Voedselbanken zien aanbod met 11% slinken
nieuwsDe voedselbanken in ons land krijgen steeds minder voedsel aangeboden. Vooral de voorraad afkomstig van de voedingsindustrie en de grootdistributie is gevoelig gedaald. Oorzaken daarvan zijn de verbeterde productieplanning van de industrie en de snelverkoop tegen zeer lage prijzen bij de grootdistributie. Gelukkig lijkt de groeiende vraag naar voedselbedeling dit jaar afgeremd te zijn.
Armen en minderbedeelden kunnen via de Belgische federatie van voedselbanken rekenen op vijf kanalen om voedsel te ontvangen. In 2009 was 29,3 procent van het aanbod afkomstig uit de voedingsindustrie en 17,3 procent van de distributieketens, samen goed voor 47 procent. Zo’n tien procent komt uit publieksinzamelingen aan warenhuisketens en nog eens twee procent uit overschotten van fruit- en groenteveilingen. De overige 41 procent komt via een programma van de Europese Unie.
In 2010 is de aanvoer van voedsel via de voedingsindustrie en de distributieketens sterk afgenomen.

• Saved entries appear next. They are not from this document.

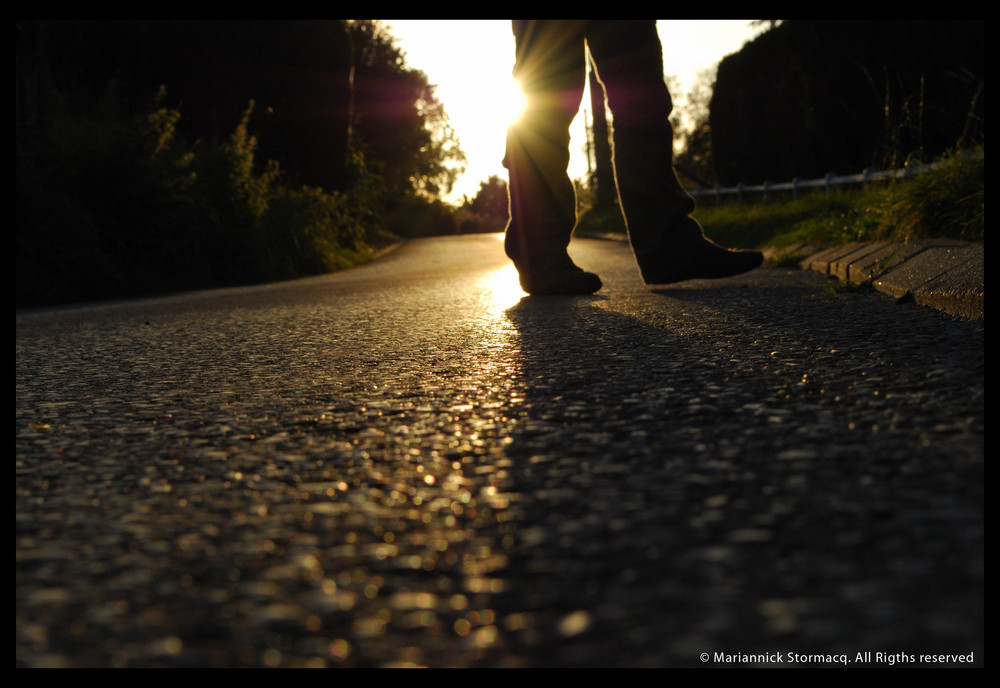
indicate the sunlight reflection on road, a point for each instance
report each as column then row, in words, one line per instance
column 501, row 290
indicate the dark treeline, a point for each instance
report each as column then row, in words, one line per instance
column 809, row 97
column 157, row 155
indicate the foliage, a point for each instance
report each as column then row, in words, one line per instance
column 809, row 97
column 119, row 197
column 398, row 116
column 487, row 211
column 111, row 204
column 946, row 201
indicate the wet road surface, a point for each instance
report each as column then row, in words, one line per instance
column 413, row 464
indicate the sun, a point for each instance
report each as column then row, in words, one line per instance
column 513, row 102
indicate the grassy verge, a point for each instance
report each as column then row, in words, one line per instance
column 946, row 201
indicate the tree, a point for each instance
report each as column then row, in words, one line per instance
column 397, row 117
column 809, row 97
column 694, row 158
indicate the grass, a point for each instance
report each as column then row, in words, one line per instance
column 946, row 201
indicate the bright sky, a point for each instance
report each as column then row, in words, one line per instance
column 470, row 62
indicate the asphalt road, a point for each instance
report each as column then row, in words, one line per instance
column 413, row 464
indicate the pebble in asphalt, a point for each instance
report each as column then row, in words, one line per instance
column 412, row 465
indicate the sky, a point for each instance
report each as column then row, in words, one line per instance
column 470, row 62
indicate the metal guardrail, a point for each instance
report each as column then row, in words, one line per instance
column 797, row 186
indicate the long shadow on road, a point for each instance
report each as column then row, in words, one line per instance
column 741, row 479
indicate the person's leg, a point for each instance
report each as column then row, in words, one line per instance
column 550, row 67
column 668, row 243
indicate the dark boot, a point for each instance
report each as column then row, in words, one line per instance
column 668, row 244
column 542, row 198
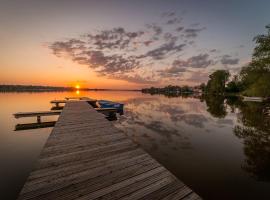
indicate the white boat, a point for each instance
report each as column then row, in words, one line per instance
column 256, row 99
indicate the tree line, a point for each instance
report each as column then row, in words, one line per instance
column 252, row 80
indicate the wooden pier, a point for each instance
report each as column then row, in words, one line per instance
column 86, row 157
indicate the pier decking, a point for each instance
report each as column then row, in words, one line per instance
column 86, row 157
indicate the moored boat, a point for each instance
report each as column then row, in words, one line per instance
column 111, row 104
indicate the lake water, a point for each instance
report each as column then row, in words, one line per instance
column 219, row 147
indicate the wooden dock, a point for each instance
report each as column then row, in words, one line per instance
column 86, row 157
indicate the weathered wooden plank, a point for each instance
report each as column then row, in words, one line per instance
column 86, row 157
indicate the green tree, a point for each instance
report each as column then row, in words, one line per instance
column 255, row 77
column 217, row 82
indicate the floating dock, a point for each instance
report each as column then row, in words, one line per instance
column 86, row 157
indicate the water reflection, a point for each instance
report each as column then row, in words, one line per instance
column 254, row 129
column 226, row 138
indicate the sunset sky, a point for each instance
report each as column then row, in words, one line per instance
column 125, row 44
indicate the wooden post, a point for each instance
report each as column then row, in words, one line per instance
column 38, row 119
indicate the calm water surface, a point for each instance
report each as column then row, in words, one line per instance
column 219, row 147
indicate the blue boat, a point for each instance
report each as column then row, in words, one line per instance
column 111, row 104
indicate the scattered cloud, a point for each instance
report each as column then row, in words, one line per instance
column 123, row 55
column 229, row 60
column 192, row 32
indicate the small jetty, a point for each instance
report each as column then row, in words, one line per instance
column 86, row 157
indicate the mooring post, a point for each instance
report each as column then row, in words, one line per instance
column 38, row 119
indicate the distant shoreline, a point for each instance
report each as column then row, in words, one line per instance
column 38, row 88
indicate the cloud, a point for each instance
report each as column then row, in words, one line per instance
column 179, row 29
column 121, row 54
column 192, row 32
column 155, row 28
column 179, row 66
column 168, row 14
column 199, row 61
column 162, row 51
column 173, row 71
column 228, row 60
column 117, row 38
column 133, row 78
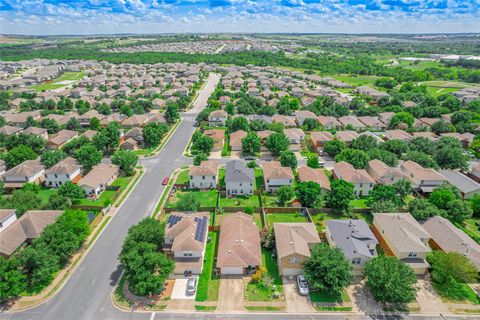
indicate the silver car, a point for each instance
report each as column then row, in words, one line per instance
column 191, row 286
column 302, row 286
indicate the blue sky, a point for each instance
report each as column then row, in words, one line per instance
column 176, row 16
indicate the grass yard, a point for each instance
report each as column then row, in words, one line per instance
column 240, row 201
column 205, row 198
column 209, row 282
column 284, row 217
column 321, row 296
column 183, row 177
column 107, row 196
column 65, row 79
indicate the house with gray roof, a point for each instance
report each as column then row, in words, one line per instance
column 239, row 179
column 467, row 186
column 355, row 239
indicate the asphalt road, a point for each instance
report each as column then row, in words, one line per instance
column 87, row 294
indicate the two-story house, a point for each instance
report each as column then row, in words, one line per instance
column 204, row 176
column 355, row 239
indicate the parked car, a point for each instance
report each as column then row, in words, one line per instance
column 302, row 285
column 191, row 286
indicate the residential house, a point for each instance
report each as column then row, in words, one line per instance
column 296, row 137
column 424, row 179
column 218, row 118
column 185, row 241
column 98, row 179
column 319, row 138
column 400, row 235
column 383, row 174
column 39, row 132
column 218, row 137
column 446, row 237
column 205, row 175
column 361, row 180
column 235, row 142
column 302, row 115
column 239, row 245
column 239, row 180
column 355, row 239
column 24, row 229
column 306, row 173
column 351, row 123
column 467, row 186
column 66, row 170
column 58, row 140
column 293, row 243
column 29, row 171
column 275, row 176
column 329, row 123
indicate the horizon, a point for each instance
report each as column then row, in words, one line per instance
column 46, row 17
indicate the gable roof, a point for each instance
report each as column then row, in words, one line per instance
column 239, row 244
column 295, row 238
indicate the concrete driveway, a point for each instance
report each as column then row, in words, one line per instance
column 180, row 290
column 230, row 295
column 295, row 302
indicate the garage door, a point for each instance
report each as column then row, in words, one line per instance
column 232, row 270
column 292, row 272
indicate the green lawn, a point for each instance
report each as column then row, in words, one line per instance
column 205, row 198
column 107, row 196
column 257, row 291
column 183, row 177
column 209, row 283
column 55, row 84
column 284, row 217
column 240, row 201
column 322, row 296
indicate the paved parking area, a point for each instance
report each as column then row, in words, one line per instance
column 295, row 302
column 180, row 290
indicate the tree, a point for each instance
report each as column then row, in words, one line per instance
column 334, row 147
column 204, row 144
column 390, row 280
column 153, row 133
column 451, row 264
column 341, row 193
column 51, row 157
column 199, row 158
column 288, row 159
column 88, row 156
column 364, row 142
column 187, row 202
column 422, row 209
column 171, row 113
column 126, row 160
column 357, row 158
column 312, row 162
column 285, row 194
column 402, row 117
column 251, row 143
column 309, row 194
column 238, row 123
column 328, row 270
column 458, row 210
column 18, row 155
column 276, row 143
column 12, row 280
column 71, row 190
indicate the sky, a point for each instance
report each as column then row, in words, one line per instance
column 50, row 17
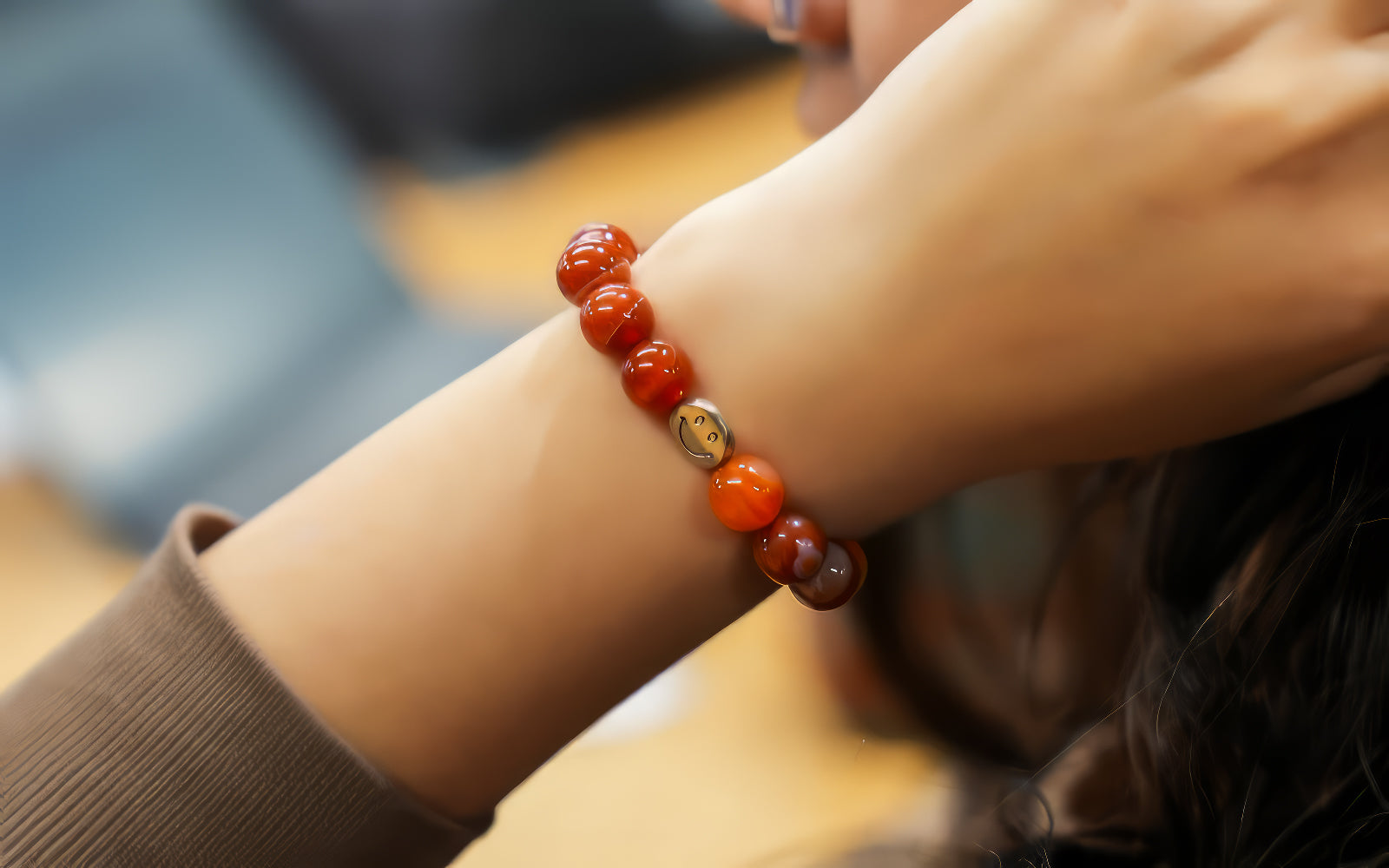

Een extrapolatie van cijfers tot eind juli leert dat het aanbod in 2010 met 11 procent zal dalen. “Dat is geen onbelangrijke afname”, zegt Willy De Mesmaeker, woordvoerder van de Belgische federatie van voedselbanken. Volgens hem is het een geluk dat de daling van het aanbod niet gepaard gaat met een fors toenemende vraag. De vraag stijgt jaarlijks met twee procent, maar tijdens de crisisjaren 2008 en 2009 steeg dit tot 4 procent. Voor 2010 wordt er een stijging van 0,5 procent verwacht.
De voedselbanken zien twee oorzaken voor het dalend aanbod. Heel wat voedingsbedrijven kunnen door de toegenomen informatisering hun productie veel nauwer afstemmen op de werkelijke verkoop. Vroeger bouwden ze sneller een marge in, maar door een betere planning en organisatie behoren overdreven stocks nu tot het verleden. Als er toch een overproductie dreigt, proberen supermarkten snel te verkopen tegen zeer lage prijzen.
Ook via het programma van Europa is een daling van het aanbod waar te nemen. Dit programma is eigenlijk een overblijfsel van de Europese landbouwoverschotten van vroeger. Hoewel die voorraden inmiddels zijn afgebouwd en de landbouwpolitiek is veranderd, is het programma blijven bestaan. “Europa verdeelt zo nog jaarlijks melk- en graanproducten. In geval van onvoldoende stocks, wordt een budget toegekend aan de lidstaten om producten in de handel te kopen die gelden als gift voor minderbedeelden”, weet De Mesmaeker.
In 2009 kregen de voedselbanken nog 5.130 ton van Europa, voor dit jaar wordt dat geschat op 4.300 ton. Maar volgens woordvoerder De Mesmaeker is dat niet meteen slechter voor de minderbedeelden: in sommige gevallen gaat het weliswaar om minder grote hoeveelheden, maar is het wel voedsel met een hogere voedingswaarde.”